The name “PayPay” may remind you of Paypal, and, in some cases, they’re similar; like Paypal, PayPay is something of a web-based banking system. However, where Paypal functions like a bank, PayPay is much more like a prepaid card. There are no fees to join, no fees to pay with PayPay, and no minimum balance required, and all you have to do to join is put in your phone number, a password, and a pass code that they send you via text. Then, simply “charge up” your account, or even attach your Yahoo! Money account or a credit card to your PayPay, and you’re free to use it wherever it is accepted.
And though PayPay is still relatively new, it’s already an acceptable payment option at more than 100 shops, restaurants, bars, and even hotels, including convenience stores like FamilyMart and Mini Stop. You can tell which shops accept PayPay because they have PayPay’s trademark red “P” near the register. You can also check the list on the app or on their official website. PayPay always seems to be getting new affiliates, so it’s worth keeping an eye on.
Payment using PayPay is easily done in one of two ways. One allows you to scan a QR code at the register, input your total bill amount, and show the confirmation to the associate.

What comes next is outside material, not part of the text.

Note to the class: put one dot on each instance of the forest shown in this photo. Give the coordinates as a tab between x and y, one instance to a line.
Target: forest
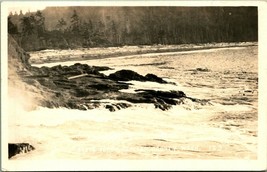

The other brings up a barcode on your app, which the register can scan and process into a payment automatically.
PayPay appears to have plenty of benefits for its users as well. As a basic perk for being a PayPay member, for every purchase made using PayPay, the user gets 0.5 percent back. It’s not much, but if you end up using your PayPay account often, you might build up a small chunk of change, up to 5,000 yen per month. New users will also automatically get 500 yen added to their account, and the first time you add money to your PayPay you will also get 1,000 yen free. Finally, depending on your cellphone provider, you might even be able to get an additional gift of 500 yen!
Right now, however, PayPay is offering a special campaign, whereby users get 20 percent, or up to 1,000 yen, back for each purchase made with PayPay. At the same time, they’re also holding a special lottery campaign, where one in every 10 purchases made with PayPay could earn you 1,000 yen cash back. If you’re also a member of Yahoo! Premium, the possibility doubles to one in five.
PayPay is not currently available in overseas app stores and does not have English-language accessibility at the moment, but if you’re living in Japan and have a way to read and translate Japanese, this might be a great system to try out. That way you won’t always have to keep cash or even credit cards on hand, which could help protect you against identity theft!